I look at the world’s economic problems these days and my mind turns to poetry. I think of W.H. Auden’s tragically appropriate poem, September 1, 1939, which speaks of “…hapless governors wake/to renew their compulsory games/who can release them now…” And of the last lines of T.S. Eliot’s Hollow Men: “This is the way the world ends/This is the way the world ends/Not with a bang, but a whimper.”
Today I read about leaders of Europe’s big four economies (Germany, France, Italy and Spain) meeting to try, yet again, to do something constructive about their euromess. They will of course settle noting of consequences in this regard. The same way the just completed election in Greece did nothing to solve these problems The way a G-20 meeting a few days back in Mexico, a meeting of leaders of the world’s 20 largest economies, did nothing of consequence.
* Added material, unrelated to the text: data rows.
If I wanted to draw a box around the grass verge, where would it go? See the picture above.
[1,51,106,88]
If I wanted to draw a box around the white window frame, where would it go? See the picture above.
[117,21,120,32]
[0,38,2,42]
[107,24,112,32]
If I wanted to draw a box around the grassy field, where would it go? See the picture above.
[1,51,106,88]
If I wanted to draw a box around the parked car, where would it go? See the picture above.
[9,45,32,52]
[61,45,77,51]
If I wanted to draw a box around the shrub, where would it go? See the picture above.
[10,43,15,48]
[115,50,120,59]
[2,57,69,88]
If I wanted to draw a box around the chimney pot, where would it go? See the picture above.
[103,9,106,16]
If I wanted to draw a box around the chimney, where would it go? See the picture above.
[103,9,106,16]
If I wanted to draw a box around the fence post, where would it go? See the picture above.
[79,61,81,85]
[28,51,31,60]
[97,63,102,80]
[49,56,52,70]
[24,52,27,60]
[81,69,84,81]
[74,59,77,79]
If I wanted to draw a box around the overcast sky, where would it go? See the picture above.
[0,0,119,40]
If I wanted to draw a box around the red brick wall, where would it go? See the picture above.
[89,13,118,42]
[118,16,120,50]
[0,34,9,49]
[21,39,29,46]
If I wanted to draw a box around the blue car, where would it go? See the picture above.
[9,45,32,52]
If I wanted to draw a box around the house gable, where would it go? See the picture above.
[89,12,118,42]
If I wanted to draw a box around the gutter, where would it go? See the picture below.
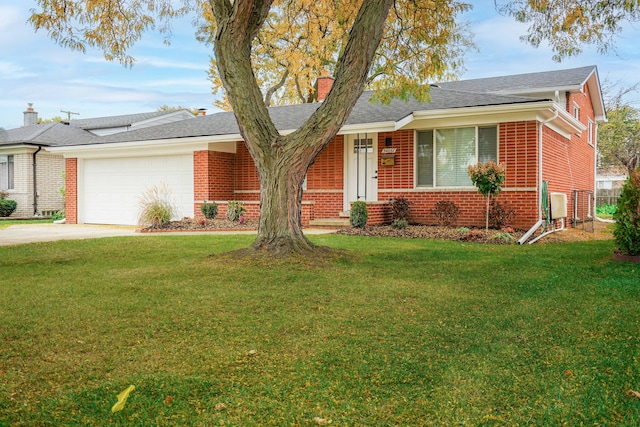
[518,108,560,244]
[32,145,42,215]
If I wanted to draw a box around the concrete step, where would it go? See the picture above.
[309,218,350,227]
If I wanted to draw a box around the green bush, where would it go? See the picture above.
[391,218,408,229]
[596,204,617,216]
[350,201,368,228]
[226,201,246,221]
[138,183,176,227]
[613,169,640,256]
[0,191,17,217]
[200,202,218,219]
[52,210,65,221]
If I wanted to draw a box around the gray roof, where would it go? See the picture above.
[92,87,544,145]
[1,66,598,148]
[437,65,596,94]
[67,110,184,130]
[0,122,97,147]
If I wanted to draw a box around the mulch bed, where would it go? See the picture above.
[140,218,613,245]
[139,218,257,233]
[337,225,525,244]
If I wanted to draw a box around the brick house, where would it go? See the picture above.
[46,65,604,233]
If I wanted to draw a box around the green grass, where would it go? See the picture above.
[0,218,53,229]
[1,234,639,426]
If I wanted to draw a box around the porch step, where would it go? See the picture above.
[309,217,350,227]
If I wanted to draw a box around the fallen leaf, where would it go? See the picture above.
[627,390,640,400]
[215,402,227,411]
[313,416,332,425]
[111,385,135,413]
[164,395,173,405]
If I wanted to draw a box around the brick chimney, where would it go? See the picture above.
[316,69,335,102]
[23,103,38,126]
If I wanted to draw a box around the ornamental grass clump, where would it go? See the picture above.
[138,183,176,227]
[468,161,506,231]
[613,168,640,256]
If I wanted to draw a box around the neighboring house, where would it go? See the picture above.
[32,65,606,233]
[0,106,195,217]
[596,165,627,206]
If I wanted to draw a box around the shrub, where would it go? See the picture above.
[200,202,219,219]
[52,210,66,221]
[487,200,516,229]
[350,201,368,228]
[431,200,459,226]
[492,232,515,244]
[613,169,640,256]
[596,204,617,216]
[456,226,470,235]
[0,190,17,217]
[468,161,506,230]
[391,219,409,229]
[138,183,176,227]
[226,201,246,221]
[390,197,411,221]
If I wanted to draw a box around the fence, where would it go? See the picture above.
[596,188,621,207]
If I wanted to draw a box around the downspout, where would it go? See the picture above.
[32,146,42,216]
[518,108,559,244]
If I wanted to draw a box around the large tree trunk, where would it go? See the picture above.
[251,148,314,254]
[211,0,394,256]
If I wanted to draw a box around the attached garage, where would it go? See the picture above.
[79,154,194,225]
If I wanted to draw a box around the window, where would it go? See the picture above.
[353,138,373,154]
[573,102,580,120]
[0,155,14,190]
[417,126,497,188]
[588,119,594,146]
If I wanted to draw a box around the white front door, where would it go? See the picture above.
[344,133,378,211]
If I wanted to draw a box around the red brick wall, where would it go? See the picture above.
[543,86,596,221]
[303,136,345,217]
[234,142,260,192]
[371,122,540,229]
[65,158,78,224]
[194,150,235,201]
[378,130,414,189]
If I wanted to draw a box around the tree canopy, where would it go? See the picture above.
[498,0,640,61]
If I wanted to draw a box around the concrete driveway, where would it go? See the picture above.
[0,223,334,246]
[0,223,139,246]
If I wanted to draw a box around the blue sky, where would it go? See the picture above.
[1,1,640,129]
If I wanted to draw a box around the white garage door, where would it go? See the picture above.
[82,155,194,225]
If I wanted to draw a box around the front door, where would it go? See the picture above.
[344,133,378,211]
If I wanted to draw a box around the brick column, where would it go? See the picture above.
[65,158,78,224]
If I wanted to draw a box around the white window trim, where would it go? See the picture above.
[573,102,580,121]
[414,124,500,189]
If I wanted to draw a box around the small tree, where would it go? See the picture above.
[468,161,506,231]
[613,168,640,256]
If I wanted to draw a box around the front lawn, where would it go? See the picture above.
[1,235,638,425]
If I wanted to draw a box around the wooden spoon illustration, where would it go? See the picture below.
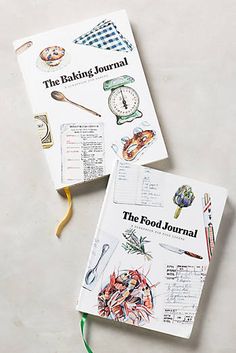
[51,91,101,117]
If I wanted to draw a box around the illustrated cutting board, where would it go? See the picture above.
[13,10,167,190]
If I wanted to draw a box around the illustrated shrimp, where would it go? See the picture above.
[98,269,156,326]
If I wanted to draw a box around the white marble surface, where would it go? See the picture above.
[1,0,236,352]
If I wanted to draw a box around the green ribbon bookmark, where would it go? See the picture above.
[81,313,93,353]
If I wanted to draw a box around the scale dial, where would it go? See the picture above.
[108,86,139,117]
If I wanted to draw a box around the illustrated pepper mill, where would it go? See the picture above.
[173,185,195,218]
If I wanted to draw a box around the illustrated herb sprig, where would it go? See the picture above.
[122,228,153,261]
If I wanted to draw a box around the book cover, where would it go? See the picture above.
[13,10,167,190]
[77,161,227,338]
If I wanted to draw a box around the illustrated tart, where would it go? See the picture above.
[39,46,65,66]
[122,129,156,161]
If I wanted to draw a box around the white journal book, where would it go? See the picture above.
[13,10,167,190]
[77,161,227,338]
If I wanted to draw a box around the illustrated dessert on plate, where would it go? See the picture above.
[122,128,156,161]
[39,46,65,66]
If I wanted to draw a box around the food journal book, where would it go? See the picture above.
[77,161,227,338]
[13,10,167,190]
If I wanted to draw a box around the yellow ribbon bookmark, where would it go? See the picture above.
[55,187,73,237]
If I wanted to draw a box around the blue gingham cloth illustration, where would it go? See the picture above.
[73,20,133,52]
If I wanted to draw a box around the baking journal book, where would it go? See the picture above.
[13,10,167,190]
[77,161,227,339]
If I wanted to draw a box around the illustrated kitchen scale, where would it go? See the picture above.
[103,75,143,125]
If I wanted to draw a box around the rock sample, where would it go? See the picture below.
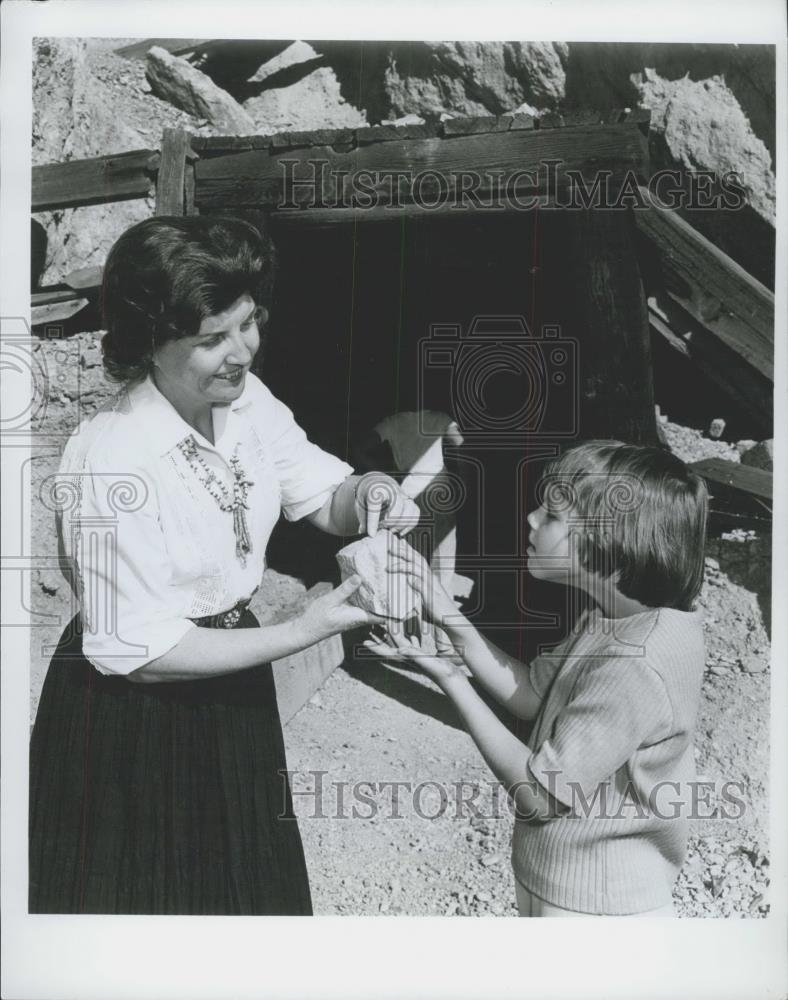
[336,531,420,621]
[145,45,256,132]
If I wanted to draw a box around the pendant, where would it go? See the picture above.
[233,503,253,565]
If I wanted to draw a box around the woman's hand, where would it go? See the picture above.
[355,473,420,537]
[386,534,455,625]
[297,576,385,645]
[364,624,467,688]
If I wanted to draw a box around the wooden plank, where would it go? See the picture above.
[267,197,573,228]
[442,115,512,137]
[31,288,80,307]
[690,458,772,502]
[190,135,276,154]
[271,127,356,150]
[273,632,346,725]
[195,122,649,211]
[32,149,158,212]
[114,38,209,60]
[635,186,774,380]
[561,109,605,127]
[649,299,772,433]
[31,298,89,327]
[357,122,440,144]
[155,128,191,216]
[648,308,690,357]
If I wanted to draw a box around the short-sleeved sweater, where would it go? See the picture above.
[512,606,705,914]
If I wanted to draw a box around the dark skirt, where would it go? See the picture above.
[29,612,313,915]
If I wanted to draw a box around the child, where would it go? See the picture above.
[365,441,709,917]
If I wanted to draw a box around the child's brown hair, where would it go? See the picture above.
[538,441,709,611]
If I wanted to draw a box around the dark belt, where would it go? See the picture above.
[190,597,252,630]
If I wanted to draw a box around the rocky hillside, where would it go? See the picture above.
[33,38,775,287]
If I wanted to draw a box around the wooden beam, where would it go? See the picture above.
[648,299,772,433]
[635,186,774,381]
[690,458,772,502]
[189,111,651,158]
[31,288,81,307]
[273,632,345,725]
[442,116,512,137]
[563,209,658,445]
[155,128,192,216]
[114,38,209,60]
[194,122,649,211]
[266,198,574,228]
[32,149,159,212]
[32,298,89,327]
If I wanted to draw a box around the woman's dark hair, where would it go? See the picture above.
[538,441,709,611]
[100,215,275,383]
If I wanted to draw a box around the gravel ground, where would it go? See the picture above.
[286,644,770,918]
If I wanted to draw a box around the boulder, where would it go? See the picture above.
[243,64,367,133]
[633,69,775,224]
[336,531,420,621]
[739,439,773,472]
[563,42,775,166]
[382,41,565,119]
[248,40,322,85]
[32,38,151,286]
[145,46,256,132]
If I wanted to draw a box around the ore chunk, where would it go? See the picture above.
[336,530,420,620]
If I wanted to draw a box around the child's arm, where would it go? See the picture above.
[439,608,542,720]
[388,536,543,720]
[364,629,562,821]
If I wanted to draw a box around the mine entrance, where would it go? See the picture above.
[255,208,651,657]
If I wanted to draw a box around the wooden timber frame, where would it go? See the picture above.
[32,110,775,508]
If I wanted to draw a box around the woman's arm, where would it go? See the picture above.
[306,473,420,537]
[132,576,380,683]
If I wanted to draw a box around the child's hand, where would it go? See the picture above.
[386,534,455,625]
[364,623,466,687]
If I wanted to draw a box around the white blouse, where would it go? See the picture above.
[55,372,353,676]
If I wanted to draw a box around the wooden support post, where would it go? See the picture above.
[564,208,659,445]
[155,128,192,216]
[184,159,197,215]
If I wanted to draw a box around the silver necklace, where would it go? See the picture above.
[178,435,254,564]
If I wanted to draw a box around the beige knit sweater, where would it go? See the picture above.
[512,606,705,914]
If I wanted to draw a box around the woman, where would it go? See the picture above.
[29,215,418,915]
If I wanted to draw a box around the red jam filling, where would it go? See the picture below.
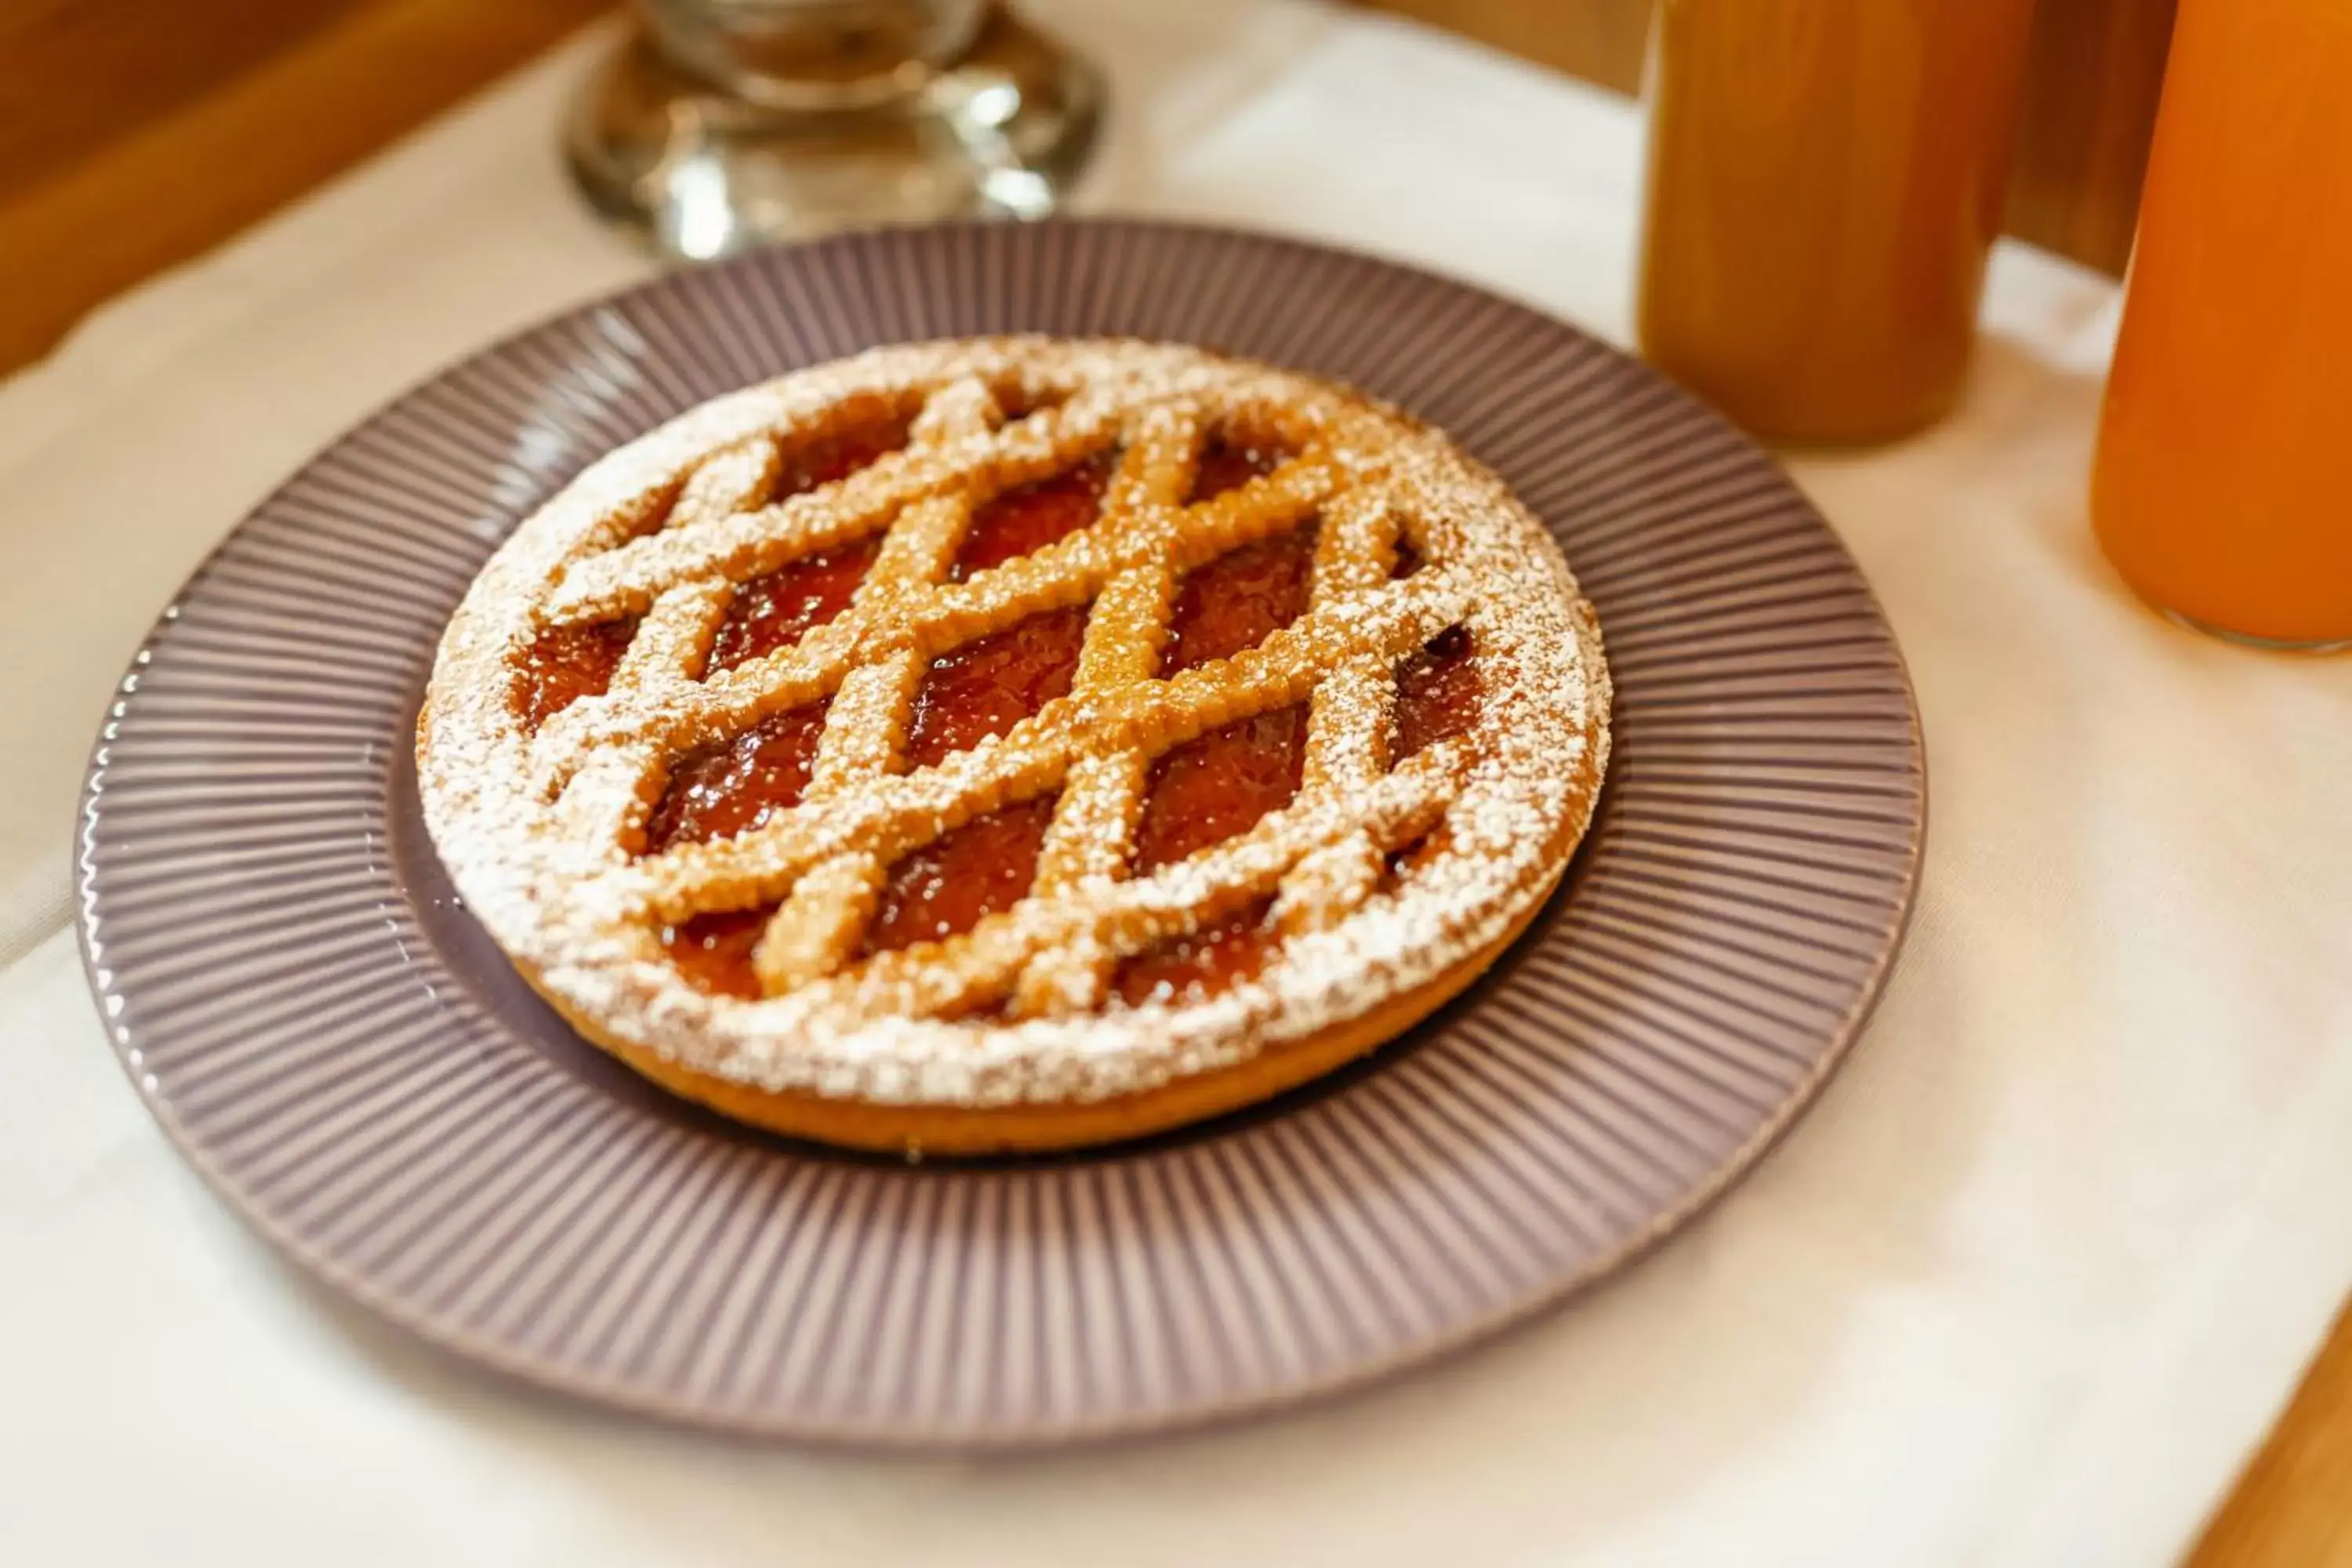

And the way that another meeting next week of the 17 leaders of all the countries in the EU will doubtless…well, you get the idea.
Here’s the simple truth. There are no near-term nor probably mid-term solutions to these problems. The western world overspent for decades and now can’t repay the bills. Austerity won’t fix things. Neither will pumping out a lot more government issued play money because even if this didn’t generate inflation, structural idiocies generated over decades ensure that the extra lolly produced will get scooped up by the top one percent, easing the consuming capacities and pain of others not a whit.
Hapless governors. Whimpering. Meeting again and again to posture a bit more to puff up capital markets another day or two, capital markets whose primary aim is no longer to invest in productive job-creating ventures, but derivative-based gambling.